A graph model of data and workflow provenance

  • Authors:
  • Umut Acar;Peter Buneman;James Cheney;Jan Van Den Bussche;Natalia Kwasnikowska;Stijn Vansummeren

  • Affiliations:
  • Max-Planck Institute for Software Systems;University of Edinburgh;University of Edinburgh;Hasselt University;Hasselt University;Université Libre de Bruxelles

  • Venue:
  • TAPP'10 Proceedings of the 2nd conference on Theory and practice of provenance
  • Year:
  • 2010

Quantified Score

Hi-index 0.00

Visualization

Abstract

Provenance has been studied extensively in both database and workflow management systems, so far with little convergence of definitions or models.
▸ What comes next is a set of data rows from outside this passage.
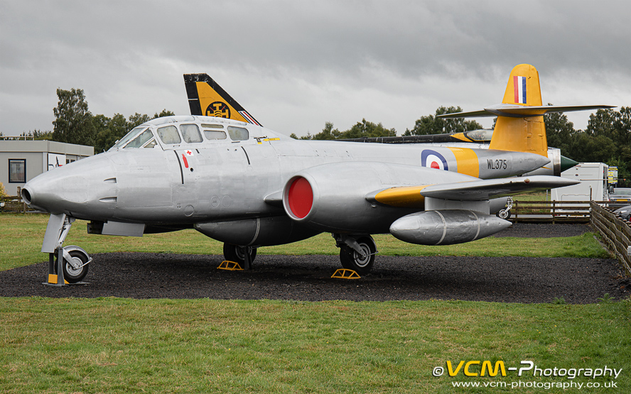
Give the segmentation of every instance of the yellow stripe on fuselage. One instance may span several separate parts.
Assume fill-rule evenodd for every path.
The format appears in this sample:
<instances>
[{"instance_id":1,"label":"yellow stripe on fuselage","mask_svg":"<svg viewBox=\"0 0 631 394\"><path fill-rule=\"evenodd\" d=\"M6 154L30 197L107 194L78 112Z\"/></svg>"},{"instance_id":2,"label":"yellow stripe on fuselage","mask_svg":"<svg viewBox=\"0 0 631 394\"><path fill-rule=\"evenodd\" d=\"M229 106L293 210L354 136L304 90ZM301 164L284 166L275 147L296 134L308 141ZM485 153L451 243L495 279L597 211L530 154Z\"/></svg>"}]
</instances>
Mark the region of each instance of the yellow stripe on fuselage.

Provenance in databases has generally been defined for relational or complex object data, by propagating fine-grained annotations or algebraic expressions from the input to the output. This kind of provenance has been found useful in other areas of computer science: annotation databases, probabilistic databases, schema and data integration, etc. In contrast, workflow provenance aims to capture a complete description of evaluation - or enactment - of a workflow, and this is crucial to verification in scientific computation. Workflows and their provenance are often presented using graphical notation, making them easy to visualize but complicating the formal semantics that relates their run-time behavior with their provenance records. We bridge this gap by extending a previously-developed dataflow language which supports both database-style querying and workflow-style batch processing steps to produce a workflow-style provenance graph that can be explicitly queried. We define and describe the model through examples, present queries that extract other forms of provenance, and give an executable definition of the graph semantics of dataflow expressions.